By requiring that these two executions return success, Maude generates several proof obligations: essentially, that the condition for applying circularities holds (at line 4 in our verification procedure), and that the condition for returning success (line 3) also holds. Several of those proof obligations are discharged automatically by simplification rules we included in Maude (e.g., that fol disjunction is commutative). The remaining ones are axioms satisfied by the assumed model for the various elements in our problem domain (e.g., lossy channels, files consisting on records, and natural numbers). For example, one proof obligation says that if all messages in a channel contain records from the fileToSend file, then by losing a message all the remaining messages satisfy the same property.

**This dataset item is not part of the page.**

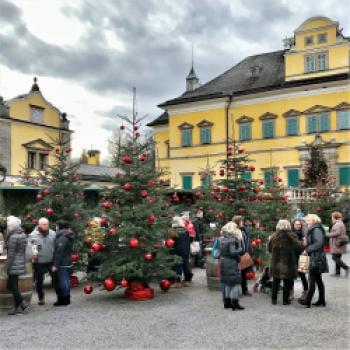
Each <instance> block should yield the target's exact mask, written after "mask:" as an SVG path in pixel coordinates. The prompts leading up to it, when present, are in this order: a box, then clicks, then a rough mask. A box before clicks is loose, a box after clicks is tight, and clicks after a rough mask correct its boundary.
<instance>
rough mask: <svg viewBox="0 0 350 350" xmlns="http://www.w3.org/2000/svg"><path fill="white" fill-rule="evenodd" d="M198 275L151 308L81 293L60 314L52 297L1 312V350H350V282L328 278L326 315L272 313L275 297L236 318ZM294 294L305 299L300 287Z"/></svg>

There are four such proof obligations left after automatic simplification. We have (manually) checked that they hold (in the assumed model for our problem domain). The trial-and-error process for finding the helper rl formula consisted in examining the generated proof obligations, and noting that some do not hold unless more information is added about the problem domain.

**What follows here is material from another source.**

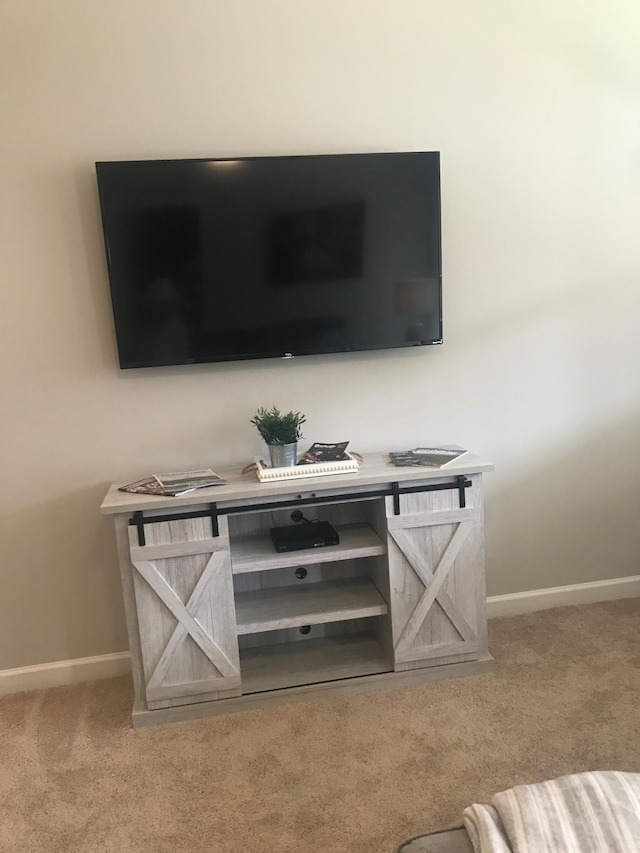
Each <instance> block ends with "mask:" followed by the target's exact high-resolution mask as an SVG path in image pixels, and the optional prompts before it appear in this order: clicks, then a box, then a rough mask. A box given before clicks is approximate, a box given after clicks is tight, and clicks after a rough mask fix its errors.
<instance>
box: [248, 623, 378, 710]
mask: <svg viewBox="0 0 640 853" xmlns="http://www.w3.org/2000/svg"><path fill="white" fill-rule="evenodd" d="M240 667H241V670H242V693H243V695H247V694H249V693H263V692H265V691H267V690H281V689H283V688H286V687H297V686H300V685H303V684H309V683H314V684H320V683H321V682H325V681H337V680H339V679H342V678H355V677H357V676H361V675H376V674H378V673H383V672H391V670H392V669H393V667H392V666H391V664H390V662H389V660H388V659H387V657H386V656H385V654H384V649H383V648H382V645H381V644H380V642H379V641H378V640H377V639H376V637H375V636H374V635H373V634H372V633H369V632H359V633H354V634H339V635H336V636H333V637H322V638H319V639H316V640H300V641H299V642H295V643H279V644H277V645H272V646H258V647H252V648H249V649H242V650H241V651H240Z"/></svg>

7 Conclusion and Future Work

In this paper we propose a procedure for verifying reachability properties on symbolic transition systems. While the reachability properties are stated as rl formulas, we allow symbolic transition systems to be described by either rl specifications or by rwl specifications. We prove that our procedure is sound. We show with a concrete example that our procedure works in practice.

The paper also contributes to establishing connections between rl and rwl. In [22] it is shown how rl specifications can be encoded as rwl theories. Here, we take an alternative approach, which consists in using rl as a property language for rwl. The proposed procedure adapted for rwl can be implemented in Maude, using reflection and the recently added support for sat checking and one-step rewriting modulo smt using the CVC4 library (http://cvc4.cs.nyu.edu/).

In terms of future work there are several directions to follow. First, starting from our prototype, we shall develop a tool in the Maude environment that will efficiently implement our procedure; we envision that the tool will generate proof obligations to be discharged by Maude’s inductive theorem prover itp [23]. We also intend to formalise in the Coq proof assistant our procedure and its soundness proof in order to be able not only to verify properties but also to generate certificates. Finally, we will use the extraction mechanism of Coq to obtain certified OCaml code for our procedure and use it as a reference implementation.